Bye bye revolution. D’aucuns disent que les biens consommés par
les enfants et les retraités ne reviennent pas sous forme d’une énergie
renouvelée permettant de créer de la nouvelle richesse (il y a trente ans, ils
auraient dit « plus-value »). Et le sourire de l’enfant qui permet au
père de supporter le conneries de son supérieur ? Et les contes du
retraité qui permettent à la mère de supporter un travail qu’il faudrait faire
faire aux machines ? Ce qui est certain c’est que ni les biens de
consommation ni l’humanité des vieillards et des enfants ne reviennent sous
forme d’énergie révolutionnaire. Mais une révolution ne naît-elle pas pour
avoir plus de biens à consommer et plus d’humanité ? Si l’humanité est toujours
là et les bien de consommation, pour la majorité des Occidentaux, sont à portée
de guichet, faut-il dire bye bye à la révolution ?
Chaos.
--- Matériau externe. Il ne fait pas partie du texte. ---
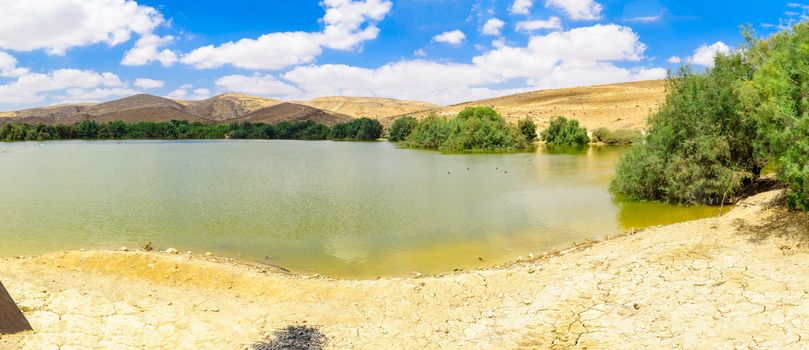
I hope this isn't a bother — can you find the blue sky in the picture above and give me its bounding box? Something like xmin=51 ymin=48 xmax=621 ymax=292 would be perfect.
xmin=0 ymin=0 xmax=809 ymax=110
Maturité n’est que capacité de revêtir de mots (ou
de silences) un chaos que le jeune perçoit comme un simple chaos indicible.
L’expression, même la plus rudimentaire, met de l’ordre même quand elle dit
mettre du désordre. Un désordre exprimé n’est qu’ordre à un autre niveau car le
langage remplit tout trou de sens.
Travail. Le travailleur agit, manipule, transforme. Le
travailleur de l’esprit fait la même chose avec les idées : ce que la
définition « ouvrier de la philosophie » que Nietzsche donne des
philosophes rend si bien. Elle souligne que « philosophes » et
ouvriers font les mêmes choses, dans le même horizon. C’est profondément
superficiel que de penser que les travailleurs de l’esprit puissent se libérer
du « travail » et accéder à la « pensée » si les
« vrais » travailleurs ne s’en libèrent pas. La figure du
travailleur continue à jeter sa longue ombre noire sur un monde glacé.
4
Novembre 2000 Simple. En 1998 des officiers jordaniens demandent
aux représentants de la CIA au Moyen-Orient : « Est-ce que ça vous
contrarie[1]
si on vend 50 000 fusils d’assaut AK-47 au gouvernement
péruviens ? » La CIA répond que bien sûr que non. Le Pérou n’est-il
pas ce pays ami guidé avec une poignée d’amis par l’ami Fuji ? Mais les
fusils au lieu de finir dans les casernes péruviennes se sont retrouvés sur les
épaules des guérrilleros colombiens. Comment est-ce possible ? Ne
me dites pas que l’épaule droite de Fuji, Montesinos, a été corrompue avec de
faux dollars américains fabriqués en Colombie, ou qu’il fait partie de l’état
major de la guerrilla ! Il est vrai que, pour quelques millions
dans une banque Suisse, on ferait n’importe quoi. Dans des embrouilles
pareilles il n’est pas bête de se demander cui prodest. Cui prodest, donc ?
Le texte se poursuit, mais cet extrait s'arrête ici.